Structures and internal dynamics of ketones studied by microwave spectroscopy and quantum chemistry
- Strukturen und interne Dynamik von Ketonen untersucht mittels Mikrowellenspektroskopie und Quantenchemie
Andresen, Maike; Lüchow, Arne (Thesis advisor); Cuisset, Arnaud (Thesis advisor); Schmitt, Michael (Thesis advisor)
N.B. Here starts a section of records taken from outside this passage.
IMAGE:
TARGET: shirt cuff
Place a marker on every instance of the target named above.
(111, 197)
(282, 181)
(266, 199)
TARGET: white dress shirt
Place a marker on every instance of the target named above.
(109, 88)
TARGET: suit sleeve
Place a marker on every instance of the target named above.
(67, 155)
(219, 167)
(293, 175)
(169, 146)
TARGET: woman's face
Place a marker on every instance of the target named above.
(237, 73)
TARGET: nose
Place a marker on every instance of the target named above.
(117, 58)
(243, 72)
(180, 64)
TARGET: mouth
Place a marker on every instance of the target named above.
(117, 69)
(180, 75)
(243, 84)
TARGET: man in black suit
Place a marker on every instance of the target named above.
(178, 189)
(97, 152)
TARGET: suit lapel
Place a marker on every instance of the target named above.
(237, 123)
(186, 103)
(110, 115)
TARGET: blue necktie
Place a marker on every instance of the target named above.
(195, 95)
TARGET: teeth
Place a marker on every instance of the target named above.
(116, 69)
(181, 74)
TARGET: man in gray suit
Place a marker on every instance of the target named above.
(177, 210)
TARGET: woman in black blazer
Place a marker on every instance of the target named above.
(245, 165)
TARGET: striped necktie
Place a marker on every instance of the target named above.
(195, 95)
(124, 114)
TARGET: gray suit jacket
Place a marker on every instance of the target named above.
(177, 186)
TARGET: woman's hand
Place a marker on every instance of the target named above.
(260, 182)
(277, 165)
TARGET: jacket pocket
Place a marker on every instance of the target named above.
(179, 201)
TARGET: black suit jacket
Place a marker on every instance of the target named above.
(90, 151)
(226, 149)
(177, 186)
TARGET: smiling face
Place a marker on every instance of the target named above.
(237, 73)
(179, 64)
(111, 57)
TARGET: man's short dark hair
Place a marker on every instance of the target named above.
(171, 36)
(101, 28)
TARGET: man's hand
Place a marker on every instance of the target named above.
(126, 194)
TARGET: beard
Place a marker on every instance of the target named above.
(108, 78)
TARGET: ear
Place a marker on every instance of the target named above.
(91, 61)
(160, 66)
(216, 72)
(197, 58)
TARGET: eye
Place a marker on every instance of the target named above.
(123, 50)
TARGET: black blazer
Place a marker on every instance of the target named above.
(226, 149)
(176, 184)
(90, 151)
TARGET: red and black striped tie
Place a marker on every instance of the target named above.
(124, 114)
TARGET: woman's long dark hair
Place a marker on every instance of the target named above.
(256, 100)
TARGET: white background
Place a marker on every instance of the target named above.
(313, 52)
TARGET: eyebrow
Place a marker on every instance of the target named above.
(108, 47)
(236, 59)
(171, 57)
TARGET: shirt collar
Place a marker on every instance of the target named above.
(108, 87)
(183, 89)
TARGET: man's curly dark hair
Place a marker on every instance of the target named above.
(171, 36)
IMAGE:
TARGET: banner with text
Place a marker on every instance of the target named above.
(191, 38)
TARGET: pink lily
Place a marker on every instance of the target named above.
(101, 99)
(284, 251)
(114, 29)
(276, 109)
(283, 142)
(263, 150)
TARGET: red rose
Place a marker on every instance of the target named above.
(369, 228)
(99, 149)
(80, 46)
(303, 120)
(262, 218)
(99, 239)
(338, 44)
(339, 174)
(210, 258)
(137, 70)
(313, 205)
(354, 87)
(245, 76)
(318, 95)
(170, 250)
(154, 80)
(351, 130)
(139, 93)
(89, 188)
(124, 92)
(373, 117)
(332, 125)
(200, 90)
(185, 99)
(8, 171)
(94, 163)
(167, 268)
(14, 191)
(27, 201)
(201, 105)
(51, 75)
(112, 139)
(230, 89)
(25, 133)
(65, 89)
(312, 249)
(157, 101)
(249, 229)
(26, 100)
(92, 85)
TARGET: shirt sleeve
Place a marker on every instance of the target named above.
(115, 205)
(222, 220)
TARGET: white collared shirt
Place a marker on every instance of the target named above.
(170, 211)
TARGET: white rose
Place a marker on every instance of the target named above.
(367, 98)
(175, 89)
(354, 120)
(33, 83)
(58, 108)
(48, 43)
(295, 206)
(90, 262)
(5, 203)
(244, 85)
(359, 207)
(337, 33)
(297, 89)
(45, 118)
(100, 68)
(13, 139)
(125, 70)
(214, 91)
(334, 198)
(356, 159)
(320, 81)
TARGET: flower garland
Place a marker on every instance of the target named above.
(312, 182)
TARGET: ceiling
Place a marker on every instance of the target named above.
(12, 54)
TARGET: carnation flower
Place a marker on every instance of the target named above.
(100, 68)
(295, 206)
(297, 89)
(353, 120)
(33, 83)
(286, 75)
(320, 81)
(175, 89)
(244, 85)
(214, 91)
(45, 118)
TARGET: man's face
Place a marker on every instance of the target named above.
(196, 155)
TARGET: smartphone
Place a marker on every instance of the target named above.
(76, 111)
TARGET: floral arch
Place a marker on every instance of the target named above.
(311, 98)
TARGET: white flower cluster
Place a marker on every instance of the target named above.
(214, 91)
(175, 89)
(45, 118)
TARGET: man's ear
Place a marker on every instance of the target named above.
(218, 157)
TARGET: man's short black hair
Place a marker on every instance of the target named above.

Aachen : RWTH Aachen University (2021)
Dissertation / PhD Thesis
Dissertation, RWTH Aachen University, 2021. - Dissertation, Université Paris-Est, 2021
In this dissertation, diverse ketones containing an acetyl methyl group were studied by microwave spectroscopy with the main focus on the effects of internal rotations. As a result a “barrier class system” was introduced, which firmly links the barrier to internal rotation of the acetyl methyl group to the characteristic structure of the molecule. The acetyl methyl barrier thus functions as a “structural detector”. The analysis was supplemented by quantum chemical calculations of molecular parameters. For a series of methyl n-alkyl ketones, including pentan-2-one, hexan-2-one, heptan-2-one and octan-2-one, at least two conformers could be identified in the spectrum of each of these aliphatic ketones: one with C1 and one with Cs symmetry. The barriers to internal rotation of the acetyl methyl group of the C1 conformers were determined to always be about 240 cm−1. In case of the Cs conformers, the barrier heights are found to be approximately 180 cm−1. These conformers are hence members of the “C1” and “Cs class”, respectively. Only for hexan-2-one, a third conformer showing another specific C1 structure and a barrier height of 182 cm−1 was assigned. Furthermore, spectral splittings caused by the internal rotation of the methyl group at the end of the respective alkyl chain were observed. Here, the barriers are about 1000 cm−1 for each conformer. E-3-Penten-2-one and 3-methyl-3-buten-2-one are α,β-unsaturated ketones and members of the “mesomeric class”. They exhibit complicated splitting patterns in the spectrum arising due to the internal rotation of the acetyl methyl group, as well as of the methyl group attached to the propenyl or isopropenyl group, respectively. For E-3-penten-2-one, two conformers were assigned, one with antiperiplanar (ap) and one with synperiplanar (sp) structure. In case of 3-methyl-3-buten-2-one, only the ap conformer could be identified. The acetyl methyl torsional barriers range from 350 cm−1 to 520 cm−1, while they are about 600 cm−1 for the propenyl and isopropenyl methyl groups. In the microwave spectrum of 3-methylbutan-2-one, a branched ketone, additional splittings beside those due to internal rotation were observed. They are probably caused by a tunnelling motion between two enantiomeric versions of the molecule. Therefore, 3-methylbutan-2-one is a member of the “tunnelling class”.